I have been mulling over this question for some time now, and today I decided to crack one of my good old-fashioned encyclopedias on the topic of labor (or “labour”, as the Encyclopaedia Brittanica spells it). Surprisingly, it almost seems as if “employment” didn’t exist before the late 19th Century (and the notion of “labour” is equally astoundingly recent). Before the industrial revolution, people were simply not “employed”.

“Labour Law”: It is not always an easy matter to draw exactly the line which divides a dependent worker from an independent contractor or from a professional expert. The rules of English common law relating to an employer’s responsibility for the acts of or for injuries to a servant have laid it down that in order to be an employer a person must control the worker as regards the manner in which he does his work, as well as control the kind and amount of work to be done.

“Slavery”: Slavery is the social sanctioning of involuntary servitude imposed by one person or group upon another.

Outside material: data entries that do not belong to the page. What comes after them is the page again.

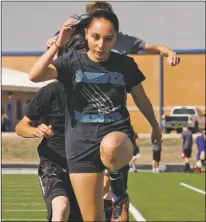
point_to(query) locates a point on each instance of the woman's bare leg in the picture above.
(89, 190)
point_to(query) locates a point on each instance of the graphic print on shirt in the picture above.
(92, 92)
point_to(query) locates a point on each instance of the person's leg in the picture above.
(107, 197)
(88, 188)
(60, 208)
(158, 159)
(116, 152)
(154, 162)
(187, 153)
(54, 192)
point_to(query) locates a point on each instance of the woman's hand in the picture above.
(65, 33)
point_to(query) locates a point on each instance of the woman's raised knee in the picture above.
(116, 150)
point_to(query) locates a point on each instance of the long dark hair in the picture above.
(78, 41)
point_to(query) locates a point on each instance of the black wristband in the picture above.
(56, 45)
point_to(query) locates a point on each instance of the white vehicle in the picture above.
(183, 115)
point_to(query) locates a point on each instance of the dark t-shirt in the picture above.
(136, 148)
(200, 141)
(187, 139)
(49, 105)
(96, 98)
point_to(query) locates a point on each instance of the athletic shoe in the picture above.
(120, 209)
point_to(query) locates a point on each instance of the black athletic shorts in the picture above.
(83, 145)
(188, 152)
(55, 182)
(157, 155)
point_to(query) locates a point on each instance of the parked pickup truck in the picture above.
(183, 115)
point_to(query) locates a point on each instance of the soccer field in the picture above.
(158, 197)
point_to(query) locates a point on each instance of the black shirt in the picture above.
(49, 105)
(96, 98)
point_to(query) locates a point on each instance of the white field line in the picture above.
(193, 188)
(13, 219)
(23, 210)
(22, 193)
(135, 213)
(20, 188)
(23, 198)
(23, 204)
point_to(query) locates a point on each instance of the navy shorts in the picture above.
(157, 155)
(188, 153)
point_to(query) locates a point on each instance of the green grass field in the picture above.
(158, 197)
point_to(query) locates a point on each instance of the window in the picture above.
(184, 111)
(19, 110)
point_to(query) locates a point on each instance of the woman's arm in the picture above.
(42, 70)
(24, 129)
(173, 58)
(143, 103)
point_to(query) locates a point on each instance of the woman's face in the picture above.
(101, 37)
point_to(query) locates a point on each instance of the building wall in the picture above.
(26, 26)
(183, 84)
(17, 96)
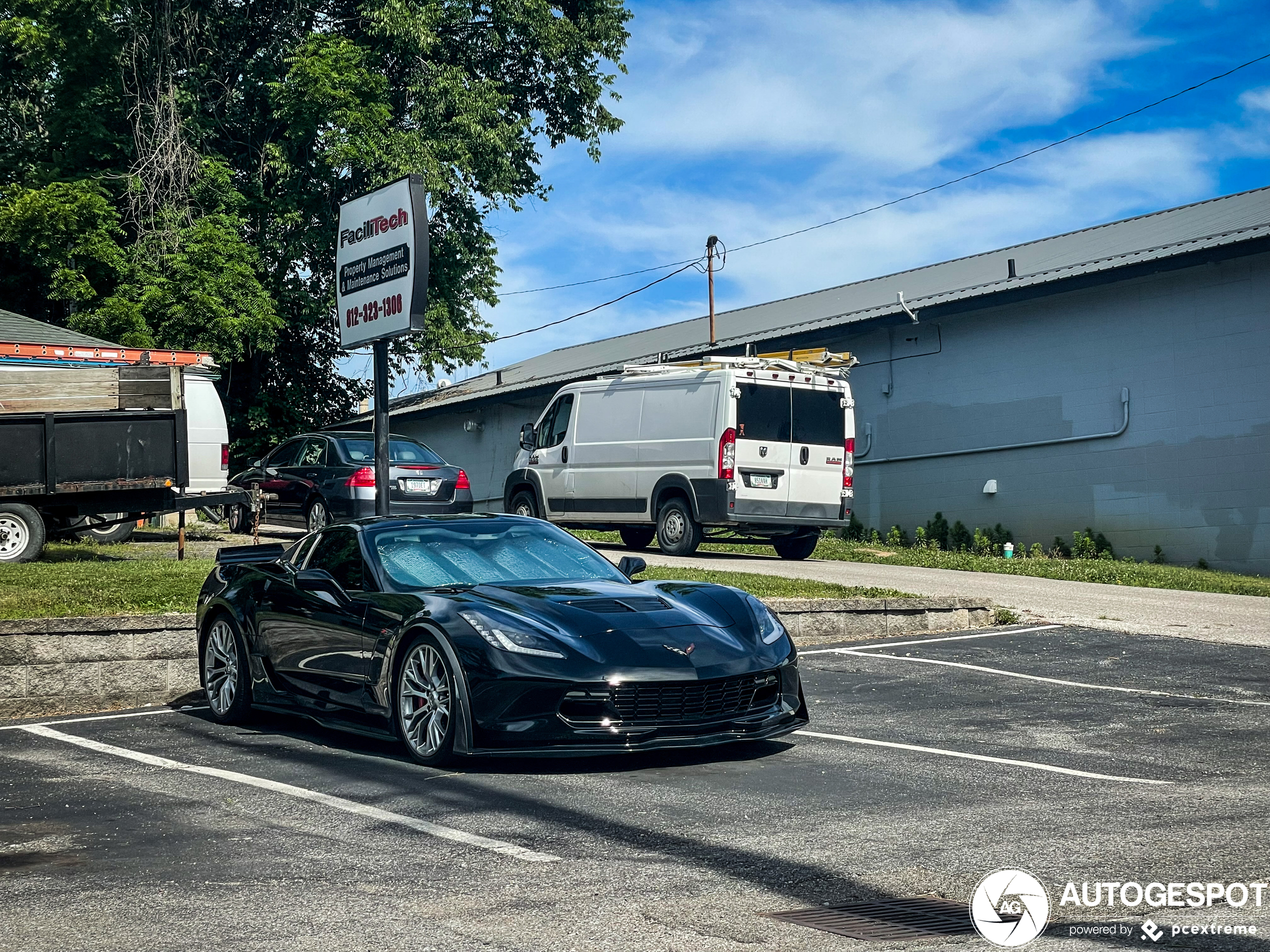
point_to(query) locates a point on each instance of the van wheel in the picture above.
(678, 532)
(525, 504)
(636, 537)
(22, 534)
(798, 548)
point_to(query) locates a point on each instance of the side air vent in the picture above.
(624, 606)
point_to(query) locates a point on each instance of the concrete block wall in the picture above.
(72, 666)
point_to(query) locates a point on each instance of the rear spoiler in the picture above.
(250, 555)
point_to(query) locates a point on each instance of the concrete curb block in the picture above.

Until the beginning of the 20th Century, chattel slavery, involving the legal right of property, or ownership, generally was distinguished from other forms of servitude. [...] Some of these these substitutes, such as indentured, or contract labour and serfdom, have played distinctive roles in the history of civilization, at different times and places and within different cultures, and these historic roles are dealt with in separate articles (see Contract Labour; Serfdom and Villeinage).

– Encyclopaedia Brittanica, 1973

Taking a much broader view, for the most of recorded history my ball-park estimate is that there have been, roughly speaking, by and large three main categories of work:

  1. Slave labor — Slaves are those who are told what to do, and in that sense they are “employed”

  2. Apprenticeship — Apprentices are those who are learning (“by doing”) how to master a craft, trade, profession, etc. and offer their services in exchange for the guidance and education offered by their supervisor.

  3. Master Craftsmanship — Masters are experts in their respective fields, and work “independently” (meaning that they trade their capabilities on the open market, according to the laws of supply and demand)

The industrial revolution changed several things:

  1. The primary focus of industrialisation was the exploitation of natural resources (e.g. coal, oil, etc.)

  2. Secondarily, the vast potential of energy used up by industrialisation was maximized by a parallel increase in the amount and complexity of machinery to produce goods and services which could be sold by the capital investors; Wages above those in traditional / agricultural industries could be paid because of the high demand for such products / services

  3. Eventually, mass production “crowded out” the Master Craftsman / Apprentice method of learning trades, and instead engineering schools flourished, such that the engineers who graduated from such schools were trained to build ever more efficient contraptions for which ever less skill was required to operate them; at the same time, agricultural workers became factory workers en masse.

Karl Marx wrote extensively about the interactions between capitalism and labor, and I do not aim to present a summary of those ideas here. Instead, I merely wish to point out (or rather: voice my opinion) that, by and large, the current notion of “employment” is roughly equivalent to what has traditionally been refered to as “slavery” — and that economies which aim for “full employment” do indeed closely resemble the kind of autocratic, top-down hierarchical societies such as those depicted in “Metropolis” or “Modern Times”.

Today, it seems that apprenticeship has been displaced by the notion of “on the job training” (e.g., “in order to flip a hamburger, you have to stick the spatula underneath the browned meat and flip it onto the other side until both sides are sufficiently cooked”), and Master craftsmen have been replaced by contract workers, small business owners and (perhaps?) entrepreneurs.